# Maple Log ID



## HomeBody (Nov 24, 2010)

Is there an easy way to tell Sugar Maple from Silver Maple when it's in log form from the bark and endgrain? Gary


----------



## bond3737 (Nov 13, 2009)

silver maple has a bark that kind of flakes out from the side of the tree more than sugarmaple whose bark is tighter in towards the sides. Also the color of the heartwood is way different. Silvermaple is much more white than sugarmaple and the heartwood is more of a light pink or salmon color whereas sugarmaple is much more red in the heartwood area.
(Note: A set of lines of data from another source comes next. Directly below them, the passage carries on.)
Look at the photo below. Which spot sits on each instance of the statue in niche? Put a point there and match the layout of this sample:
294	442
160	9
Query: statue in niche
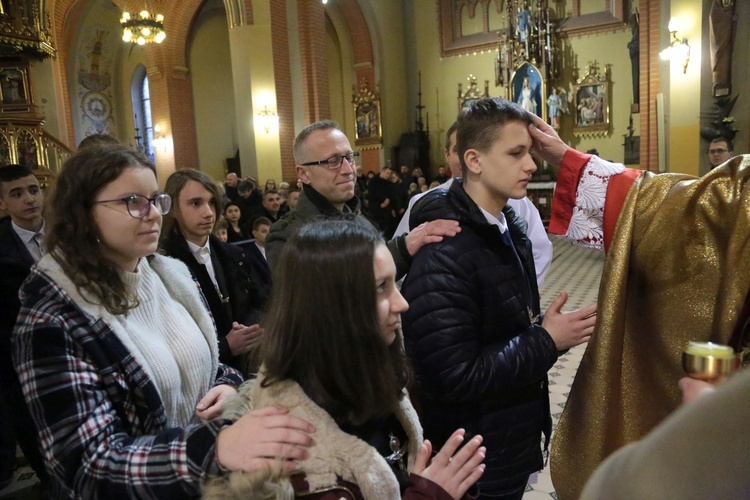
554	103
721	38
635	59
526	99
522	28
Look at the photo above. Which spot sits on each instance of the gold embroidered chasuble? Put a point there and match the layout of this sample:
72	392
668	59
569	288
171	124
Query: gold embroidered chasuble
678	270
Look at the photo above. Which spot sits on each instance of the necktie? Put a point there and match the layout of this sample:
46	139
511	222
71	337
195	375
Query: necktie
35	248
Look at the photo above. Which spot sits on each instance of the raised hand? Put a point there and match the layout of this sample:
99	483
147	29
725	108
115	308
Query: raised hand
453	471
242	339
212	404
546	142
264	438
569	329
430	232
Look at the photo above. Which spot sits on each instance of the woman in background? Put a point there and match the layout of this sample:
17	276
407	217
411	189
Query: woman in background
117	354
333	355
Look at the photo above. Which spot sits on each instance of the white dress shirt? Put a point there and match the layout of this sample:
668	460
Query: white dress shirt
34	241
203	255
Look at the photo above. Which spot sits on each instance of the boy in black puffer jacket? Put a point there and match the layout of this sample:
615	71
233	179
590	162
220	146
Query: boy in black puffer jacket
474	332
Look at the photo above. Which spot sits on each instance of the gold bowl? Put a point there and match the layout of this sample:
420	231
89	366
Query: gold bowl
708	368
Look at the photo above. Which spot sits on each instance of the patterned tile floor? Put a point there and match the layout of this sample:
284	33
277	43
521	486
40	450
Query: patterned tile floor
578	272
573	269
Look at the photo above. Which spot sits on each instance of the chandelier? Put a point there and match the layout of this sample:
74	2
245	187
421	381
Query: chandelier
146	28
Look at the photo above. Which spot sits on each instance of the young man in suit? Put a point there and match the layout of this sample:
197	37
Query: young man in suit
21	243
256	253
222	270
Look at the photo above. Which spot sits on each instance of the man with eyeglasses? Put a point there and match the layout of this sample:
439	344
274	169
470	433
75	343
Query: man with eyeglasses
21	246
326	164
719	151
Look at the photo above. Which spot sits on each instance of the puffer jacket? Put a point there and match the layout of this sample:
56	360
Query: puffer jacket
480	359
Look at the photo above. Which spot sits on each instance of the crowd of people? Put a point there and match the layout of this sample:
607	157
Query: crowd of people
231	342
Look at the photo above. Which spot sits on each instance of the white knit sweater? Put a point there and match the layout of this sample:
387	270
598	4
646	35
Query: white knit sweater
170	333
170	342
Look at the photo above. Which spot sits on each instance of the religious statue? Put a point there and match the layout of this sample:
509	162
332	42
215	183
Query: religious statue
721	38
526	99
522	28
634	49
554	102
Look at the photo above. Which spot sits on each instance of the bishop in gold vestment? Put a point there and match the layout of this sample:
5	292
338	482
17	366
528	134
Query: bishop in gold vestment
678	269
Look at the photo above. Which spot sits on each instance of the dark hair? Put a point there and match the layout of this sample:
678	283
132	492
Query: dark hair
448	134
97	140
721	138
245	186
479	124
299	141
270	191
261	221
230	204
322	328
73	236
13	172
175	183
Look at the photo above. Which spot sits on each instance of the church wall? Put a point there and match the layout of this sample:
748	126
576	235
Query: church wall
213	92
41	74
91	70
340	81
441	76
130	60
385	20
609	50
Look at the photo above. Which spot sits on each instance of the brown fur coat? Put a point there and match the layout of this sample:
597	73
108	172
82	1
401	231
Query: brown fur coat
336	454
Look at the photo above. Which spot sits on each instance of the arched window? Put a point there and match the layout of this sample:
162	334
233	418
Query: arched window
141	98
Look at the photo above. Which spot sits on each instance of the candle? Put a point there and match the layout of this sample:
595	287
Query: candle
709	349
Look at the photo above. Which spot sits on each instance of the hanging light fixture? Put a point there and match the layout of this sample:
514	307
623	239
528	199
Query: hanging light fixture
143	28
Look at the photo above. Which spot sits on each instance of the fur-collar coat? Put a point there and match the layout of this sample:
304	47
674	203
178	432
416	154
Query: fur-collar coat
336	454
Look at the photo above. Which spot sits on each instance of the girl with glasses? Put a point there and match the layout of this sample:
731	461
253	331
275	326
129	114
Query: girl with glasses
333	355
117	353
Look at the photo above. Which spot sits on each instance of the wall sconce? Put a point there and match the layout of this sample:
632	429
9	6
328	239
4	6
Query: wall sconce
678	49
268	119
159	139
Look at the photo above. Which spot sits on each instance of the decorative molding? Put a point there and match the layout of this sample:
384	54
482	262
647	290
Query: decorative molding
613	17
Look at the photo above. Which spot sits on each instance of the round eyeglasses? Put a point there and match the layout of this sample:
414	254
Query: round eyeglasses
335	161
139	206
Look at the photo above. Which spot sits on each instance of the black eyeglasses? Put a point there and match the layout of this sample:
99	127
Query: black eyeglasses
139	206
335	161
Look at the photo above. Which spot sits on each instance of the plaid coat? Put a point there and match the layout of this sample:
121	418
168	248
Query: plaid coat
102	426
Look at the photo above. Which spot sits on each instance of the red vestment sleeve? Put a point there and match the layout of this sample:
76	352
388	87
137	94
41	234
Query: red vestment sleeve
564	201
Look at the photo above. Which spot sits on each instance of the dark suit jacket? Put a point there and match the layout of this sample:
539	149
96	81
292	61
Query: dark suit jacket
245	298
258	264
15	264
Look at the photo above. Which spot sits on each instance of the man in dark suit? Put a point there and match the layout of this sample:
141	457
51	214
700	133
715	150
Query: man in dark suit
256	252
269	209
221	269
21	237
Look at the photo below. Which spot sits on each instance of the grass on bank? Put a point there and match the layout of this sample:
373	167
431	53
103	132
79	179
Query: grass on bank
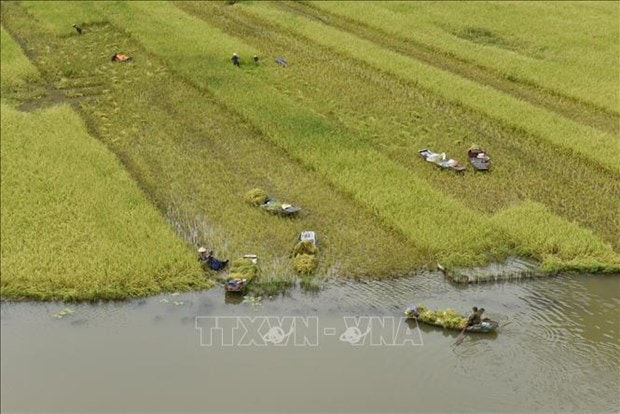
197	159
554	128
412	207
570	48
155	121
16	69
74	224
376	109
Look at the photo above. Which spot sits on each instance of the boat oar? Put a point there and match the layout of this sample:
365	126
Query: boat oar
461	336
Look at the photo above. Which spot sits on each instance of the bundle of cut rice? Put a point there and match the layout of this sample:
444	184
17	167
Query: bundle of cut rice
256	196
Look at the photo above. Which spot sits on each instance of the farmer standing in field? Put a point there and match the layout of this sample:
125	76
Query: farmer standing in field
235	60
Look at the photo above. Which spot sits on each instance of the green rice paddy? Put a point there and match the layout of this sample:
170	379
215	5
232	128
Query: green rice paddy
337	132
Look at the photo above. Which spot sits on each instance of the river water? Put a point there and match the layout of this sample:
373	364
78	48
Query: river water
557	351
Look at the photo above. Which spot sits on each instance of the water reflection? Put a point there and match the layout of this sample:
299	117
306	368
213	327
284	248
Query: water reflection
557	350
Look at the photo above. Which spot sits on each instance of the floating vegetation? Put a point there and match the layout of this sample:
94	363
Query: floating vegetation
512	269
255	301
63	313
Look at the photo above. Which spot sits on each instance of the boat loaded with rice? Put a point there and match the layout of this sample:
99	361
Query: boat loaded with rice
242	272
448	319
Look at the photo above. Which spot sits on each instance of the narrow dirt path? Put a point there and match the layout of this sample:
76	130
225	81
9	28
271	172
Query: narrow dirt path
582	112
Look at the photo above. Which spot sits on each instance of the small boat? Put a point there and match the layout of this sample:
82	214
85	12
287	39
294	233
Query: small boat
276	207
242	272
235	285
479	158
441	160
448	319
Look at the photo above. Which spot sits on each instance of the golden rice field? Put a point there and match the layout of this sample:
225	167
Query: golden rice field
336	132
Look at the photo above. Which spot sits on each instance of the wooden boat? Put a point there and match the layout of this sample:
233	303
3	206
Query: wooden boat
479	159
276	207
441	160
242	272
448	319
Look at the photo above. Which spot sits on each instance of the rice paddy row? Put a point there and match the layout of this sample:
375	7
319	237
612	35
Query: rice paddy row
196	134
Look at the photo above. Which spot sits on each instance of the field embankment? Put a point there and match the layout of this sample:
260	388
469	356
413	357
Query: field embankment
74	224
336	132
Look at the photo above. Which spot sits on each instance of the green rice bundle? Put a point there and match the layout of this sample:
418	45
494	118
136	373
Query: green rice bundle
447	318
242	269
273	207
305	247
305	263
256	196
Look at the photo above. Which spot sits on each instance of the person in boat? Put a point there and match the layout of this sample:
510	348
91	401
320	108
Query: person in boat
476	317
119	57
206	258
235	60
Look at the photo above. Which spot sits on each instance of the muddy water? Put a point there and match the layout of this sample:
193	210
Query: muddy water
558	351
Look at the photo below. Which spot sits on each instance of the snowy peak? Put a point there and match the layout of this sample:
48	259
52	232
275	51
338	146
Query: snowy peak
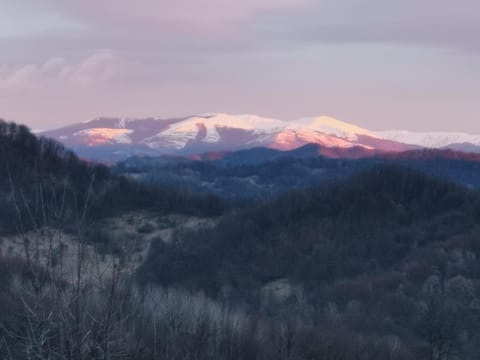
331	126
220	132
431	139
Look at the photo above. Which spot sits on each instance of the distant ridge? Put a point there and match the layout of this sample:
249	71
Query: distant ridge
113	139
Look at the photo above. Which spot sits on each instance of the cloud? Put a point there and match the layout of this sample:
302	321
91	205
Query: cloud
442	23
187	17
97	68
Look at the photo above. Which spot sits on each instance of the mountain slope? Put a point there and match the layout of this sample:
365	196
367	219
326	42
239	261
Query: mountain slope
44	184
217	132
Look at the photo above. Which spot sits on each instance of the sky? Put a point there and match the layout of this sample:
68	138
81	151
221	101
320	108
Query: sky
381	64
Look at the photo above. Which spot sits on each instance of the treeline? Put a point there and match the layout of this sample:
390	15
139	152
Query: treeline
43	183
257	174
115	319
389	251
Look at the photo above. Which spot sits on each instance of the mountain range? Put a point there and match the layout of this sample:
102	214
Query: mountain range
119	138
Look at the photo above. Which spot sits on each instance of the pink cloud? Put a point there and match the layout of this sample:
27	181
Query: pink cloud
96	68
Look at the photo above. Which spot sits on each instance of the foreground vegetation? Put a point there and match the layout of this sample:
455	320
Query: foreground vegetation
383	265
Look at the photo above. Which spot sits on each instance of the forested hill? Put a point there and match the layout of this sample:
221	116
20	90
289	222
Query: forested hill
43	183
377	252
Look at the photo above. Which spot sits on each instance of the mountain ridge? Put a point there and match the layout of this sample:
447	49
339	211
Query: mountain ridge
118	138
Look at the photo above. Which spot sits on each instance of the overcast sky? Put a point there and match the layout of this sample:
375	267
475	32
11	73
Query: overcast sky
382	64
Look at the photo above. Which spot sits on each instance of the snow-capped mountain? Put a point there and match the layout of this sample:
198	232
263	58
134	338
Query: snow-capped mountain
112	138
454	140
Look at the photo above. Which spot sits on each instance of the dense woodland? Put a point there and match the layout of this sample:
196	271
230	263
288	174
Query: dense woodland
43	183
263	173
379	262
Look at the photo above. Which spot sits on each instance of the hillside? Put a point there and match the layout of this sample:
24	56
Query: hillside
262	173
376	254
46	184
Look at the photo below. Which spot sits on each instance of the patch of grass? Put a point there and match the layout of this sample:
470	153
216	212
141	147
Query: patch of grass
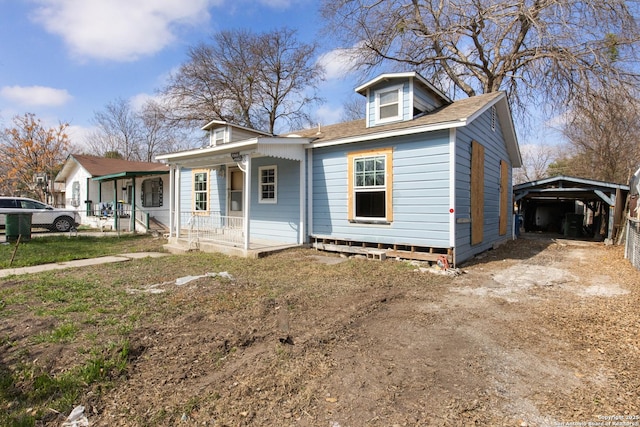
63	333
52	249
31	389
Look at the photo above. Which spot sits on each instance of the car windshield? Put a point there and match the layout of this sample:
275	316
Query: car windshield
29	204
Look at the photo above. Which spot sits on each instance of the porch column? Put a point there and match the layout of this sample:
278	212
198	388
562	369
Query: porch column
171	200
612	208
115	206
247	202
178	187
303	191
132	220
309	183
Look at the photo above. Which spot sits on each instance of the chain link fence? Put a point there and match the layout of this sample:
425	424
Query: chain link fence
632	247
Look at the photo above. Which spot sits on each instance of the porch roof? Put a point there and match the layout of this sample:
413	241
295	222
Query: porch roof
291	148
129	174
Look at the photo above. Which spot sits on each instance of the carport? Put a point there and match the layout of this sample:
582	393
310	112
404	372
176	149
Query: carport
574	207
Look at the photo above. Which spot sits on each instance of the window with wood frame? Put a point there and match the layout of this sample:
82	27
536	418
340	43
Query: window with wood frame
268	176
370	184
200	190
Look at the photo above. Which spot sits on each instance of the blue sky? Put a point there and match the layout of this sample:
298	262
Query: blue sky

Then there is density sugarmaple is much much harder than silvermaple 
here are some pics of a massive silvermaple tree we cut down a while ago... see how the bark flakes off from the sides? Ill try and find some sugar maple pics for ya in a bit


----------



## bond3737 (Nov 13, 2009)

http://amc-nh.org/resources/guides/trees/species-gallery.php?Species=Acer saccharum this is the way the bark on sugar maple tends to look.... hope this helps


----------



## Da Aardvark (Oct 11, 2012)

Bond.
I'd slab that. 
Tabletops sound good in 2.5"
I'd also cookie that the same thickness.
Live edge, here we come.

Silver maple as I call it is like shagbark on hickory but not as pronounced, and here it's called shagbark maple.


----------